The Pennsylvania Preliminary Hearing: Witnesses Optional (well almost).

Pennsylvania’s legislature and courts target the rights of those accused of crimes with all the ferocity of a coyote chasing down a fawn. In the recent case of Commonwealth of Pennsylvania v. David Edward Ricker (2015 PA Super 153), the Superior Court decisively ruled that the prosecution need not present any actual witness testimony at preliminary hearings. At the preliminary hearing, the Commonwealth’s task is (and has been) to make out a prima facie case that a crime occurred and that the accused is the culprit. While the Commonwealth still has to do just that, the Superior Court just made the job easier.

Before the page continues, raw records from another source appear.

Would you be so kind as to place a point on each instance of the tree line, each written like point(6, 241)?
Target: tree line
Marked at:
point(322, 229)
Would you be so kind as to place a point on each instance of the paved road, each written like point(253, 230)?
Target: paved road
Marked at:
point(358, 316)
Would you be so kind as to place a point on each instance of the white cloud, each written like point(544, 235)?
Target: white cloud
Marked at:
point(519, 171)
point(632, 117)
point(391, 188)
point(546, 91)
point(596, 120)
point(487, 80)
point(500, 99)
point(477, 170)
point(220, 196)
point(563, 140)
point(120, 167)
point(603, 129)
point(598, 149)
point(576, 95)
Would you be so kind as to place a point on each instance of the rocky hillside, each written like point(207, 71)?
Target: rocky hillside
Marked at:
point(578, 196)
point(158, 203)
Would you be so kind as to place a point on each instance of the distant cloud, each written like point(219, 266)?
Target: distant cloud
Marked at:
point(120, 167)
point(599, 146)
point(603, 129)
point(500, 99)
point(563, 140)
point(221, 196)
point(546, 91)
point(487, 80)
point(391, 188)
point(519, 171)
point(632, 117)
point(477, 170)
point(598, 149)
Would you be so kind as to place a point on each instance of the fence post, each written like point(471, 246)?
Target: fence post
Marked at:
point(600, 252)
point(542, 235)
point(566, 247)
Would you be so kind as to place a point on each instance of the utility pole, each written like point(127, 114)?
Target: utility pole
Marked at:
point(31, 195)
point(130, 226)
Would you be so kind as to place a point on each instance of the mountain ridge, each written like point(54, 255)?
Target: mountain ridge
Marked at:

Prima facie does not mean proof beyond a reasonable doubt. One way of thinking about is to ask yourself whether a jury could convict the accused of the crime charged if that jury were to believe all the evidence the prosecution presented. If your answer is yes, then the prosecution has made out a prima facie case and the magisterial district judge “binds” over the charge or charges. For the Commonwealth, making out a prima facie case, in most situations, has never been a particularly difficult task. So why is the Commonwealth’s job even easier now?

Well, instead of having to present testimony by complaining witnesses and other fact witnesses, the Superior Court has ruled that the prosecutor only has to produce the witnesses’ out of court statements, which is to say “hearsay”. That means a police officer can simply tell the judge whatever the alleged victim told him or her. No need for the actual victim, or alleged victim, to testify. This also means, of course, that the accused has no right to confront his accusers at a preliminary hearing. Recent changes in the Pennsylvania Rules of Criminal Procedure made it all but inevitable that hearsay, alone, would eventually be enough for the prosecution to carry the day at a prelim. The Ricker case simply removed all doubt.

Prelims, though, are still important. A skillful criminal defense attorney will use every opportunity to build or bolster a defense. Even a preliminary hearing consisting only of hearsay testimony can provide a valuable opportunity for the lawyer to gauge the strength of the Commonwealth’s case, to test the evidence, to develop suppression issues, and to spot weaknesses. And, because the rules permit the criminal defendant to call witnesses on his or her behalf, it may be possible for the defense attorney to call the witnesses the Commonwealth didn’t want to call.